This is a speech I gave to the Paraparaumu RSA Dawn Service on 25 April 2004. It’s posted as part of my archival effort on this blog.
Last year at this time, I marched with my mother in the Hastings dawn service. It was a typically brisk Hawke’s Bay morning and the format was unchanged. It took me back to the last time I stood at that cenotaph, prior to enlisting in the mid 70s.
For many years we have commemorated. But when we gather in remembrance or repeat the line ‘lest we forget’ what do we remember? What is it that we are remembering not to forget? Why Dawn?
Dawn is such an evocative time.
For servicemen and women, it is a time rich in nostalgia. Of dawn stand-to. Lying on cold ground behind a rifle or machine gun occasionally catching a glimpse of your own unit’s clearing patrols moving around the perimeter. Of seeing the sun’s first rays from your post on a ship or your aircraft cockpit. Of having your parachute equipment checked one last time. Of climbing down cargo nets from a warship into landing craft in a heavy sea. Seeing the New Zealand flag slide up the mast.

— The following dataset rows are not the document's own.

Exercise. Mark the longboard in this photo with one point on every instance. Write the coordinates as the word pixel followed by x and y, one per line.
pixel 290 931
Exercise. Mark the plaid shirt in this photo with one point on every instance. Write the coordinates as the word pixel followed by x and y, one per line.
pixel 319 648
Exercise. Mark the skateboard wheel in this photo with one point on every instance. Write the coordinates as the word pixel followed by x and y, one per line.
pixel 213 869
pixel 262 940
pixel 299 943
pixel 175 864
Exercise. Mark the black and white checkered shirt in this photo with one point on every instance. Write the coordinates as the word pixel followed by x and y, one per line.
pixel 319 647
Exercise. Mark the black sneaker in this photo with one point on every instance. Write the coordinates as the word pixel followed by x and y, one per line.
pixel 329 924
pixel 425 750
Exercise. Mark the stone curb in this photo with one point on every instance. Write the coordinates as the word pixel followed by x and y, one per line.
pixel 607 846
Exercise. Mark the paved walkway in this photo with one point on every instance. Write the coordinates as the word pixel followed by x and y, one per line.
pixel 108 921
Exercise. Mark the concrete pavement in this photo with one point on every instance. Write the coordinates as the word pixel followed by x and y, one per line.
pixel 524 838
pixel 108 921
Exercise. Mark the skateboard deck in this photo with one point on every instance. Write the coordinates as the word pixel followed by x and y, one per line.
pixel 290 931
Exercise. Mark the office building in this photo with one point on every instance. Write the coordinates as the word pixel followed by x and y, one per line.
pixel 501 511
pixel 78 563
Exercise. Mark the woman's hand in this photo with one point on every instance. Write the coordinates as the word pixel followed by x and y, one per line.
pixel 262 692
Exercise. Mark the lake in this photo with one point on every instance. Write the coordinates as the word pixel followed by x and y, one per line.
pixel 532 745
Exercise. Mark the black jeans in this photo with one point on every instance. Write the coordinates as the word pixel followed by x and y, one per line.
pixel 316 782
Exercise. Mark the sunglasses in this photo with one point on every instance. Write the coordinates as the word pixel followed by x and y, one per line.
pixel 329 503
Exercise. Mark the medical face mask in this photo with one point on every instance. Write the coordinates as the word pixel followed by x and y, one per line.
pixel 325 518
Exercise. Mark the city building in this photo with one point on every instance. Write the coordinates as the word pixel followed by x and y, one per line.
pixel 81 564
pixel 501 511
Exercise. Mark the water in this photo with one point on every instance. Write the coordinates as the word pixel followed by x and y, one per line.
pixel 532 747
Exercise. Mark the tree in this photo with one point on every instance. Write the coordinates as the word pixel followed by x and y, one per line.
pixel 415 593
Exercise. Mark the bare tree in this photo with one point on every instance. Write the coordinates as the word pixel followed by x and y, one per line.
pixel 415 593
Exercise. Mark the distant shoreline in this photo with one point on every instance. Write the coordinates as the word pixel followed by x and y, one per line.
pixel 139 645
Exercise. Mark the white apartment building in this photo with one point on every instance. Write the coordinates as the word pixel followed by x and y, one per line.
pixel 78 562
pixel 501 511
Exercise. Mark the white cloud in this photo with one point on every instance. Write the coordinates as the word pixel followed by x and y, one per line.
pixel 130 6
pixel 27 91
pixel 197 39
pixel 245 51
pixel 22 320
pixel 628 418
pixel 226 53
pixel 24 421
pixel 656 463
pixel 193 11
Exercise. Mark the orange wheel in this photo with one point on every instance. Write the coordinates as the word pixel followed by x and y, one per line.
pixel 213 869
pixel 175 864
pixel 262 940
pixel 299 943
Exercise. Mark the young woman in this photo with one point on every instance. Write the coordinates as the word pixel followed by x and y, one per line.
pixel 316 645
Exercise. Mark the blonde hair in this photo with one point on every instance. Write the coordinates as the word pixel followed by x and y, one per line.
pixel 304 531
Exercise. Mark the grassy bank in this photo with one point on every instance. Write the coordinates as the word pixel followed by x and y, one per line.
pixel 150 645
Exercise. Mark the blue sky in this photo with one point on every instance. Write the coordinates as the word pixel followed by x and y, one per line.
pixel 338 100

There is no doubt that every nation owes a tremendous debt to those that are prepared to fight for freedom. While it has become popular in some circles to write books about why people signed up for the two world wars – an adventure with the mates or to escape a boring or unsatisfactory home life – little thought is given to the fact that the reason is surpassed by reality on day 1. Service life is inherently dangerous, even in training. Most operational environments are extremely uncomfortable to just exist in. Certainly, my two peacekeeping stints, in the Sinai desert and East Timor, rammed home to me the reality that just staying alive is tricky, even without someone trying to kill you. Heat, cold, bad water, animals, insects and rashes that don’t go away with a good Dettol scrubbing are all part of the deal.
But the human mind is incredibly resilient. We quickly forget the privations, the terror and the sadness and our minds readily focus on the humour, the practical jokes and the characters we knew. Sometimes, perhaps in a private moment, we surprise ourselves by shedding a tear for no apparent reason. The Last Post or a lament played on the pipes might be all it takes to release pent up emotion.
As the old Scottish saying goes…whas like us? Damn few and they’re mostly daid!
Is military action what shaped us as a nation? I think it is too early to tell. Also too early to assess is the meaning of the increased turnouts to ANZAC Day. Are our young people coming to find out more about their families? I think there is a multitude of reasons why numbers are increasing. However, I don’t see evidence of this shaping our nation. What I do see is charitable groups and service organisations struggling to find and retain willing volunteers. People are often more prepared to pay than serve. The concept of ‘what your time is worth’ is king. We know, when you are walking, carrying a wounded mate…time is not king…you just put one foot in front of the other for as long as it takes to get where you are going.
Different governments buy more or less new military hardware. Or they emphasise pay and conditions for service personnel. Or they develop or destroy alliances. We know how to just get on with it regardless. But our beautiful, intelligent and talented offspring are being swept along in a wave of individualism, passing up the option of the greater good and therefore ignoring the most important lesson that we thought we brought back from our experience…service before self. Heroes today are sports stars, rock musicians and entrepreneurs. Short performance individuals – not low-profile grafters and toilers, the people who keep the world going.
So, there is no doubt in my mind that our greatest challenge is still ahead of us. We know that it is simply not realistic for our younger generations to learn the formative lessons of our experience in the same way we did. But the oft touted concept of military service shaping the nation is irrelevant if we don’t find some means of imbuing our young people with the ethos of service.
We have to look to ourselves. We must lead by example. We must remain relevant to them. We will not do that by living in the past; by seeking a return to the good old days. We will not draw them to us by rubbishing their music or their clothes. Neither will we do it by racism, sexism or inflexibility in our own thinking. We must ask the hard questions of ourselves and our structures – why, for instance, do so few younger service personnel join RSAs?
We’ve faced big challenges before. We can face this one. Because if we don’t, the sacrifice of our mates, though not forgotten, will surely be diminished.
Who do I think about during the ode? I think of my service mates who are gone…Waata, Steve, my father Robert, an ex Aussie signaler. I also think about the living. The characters – George who will wear a kilt to absolutely anything; Mike who built a massive bar operation based on two cans of beer per man per day (perhaps) and used the profits for soldier welfare. Many of you standing in the parade today. Lest we forget ourselves. Good on you. And good on those who have served their nation and who have gone before us. It was and still is all about one thing … FREEDOM!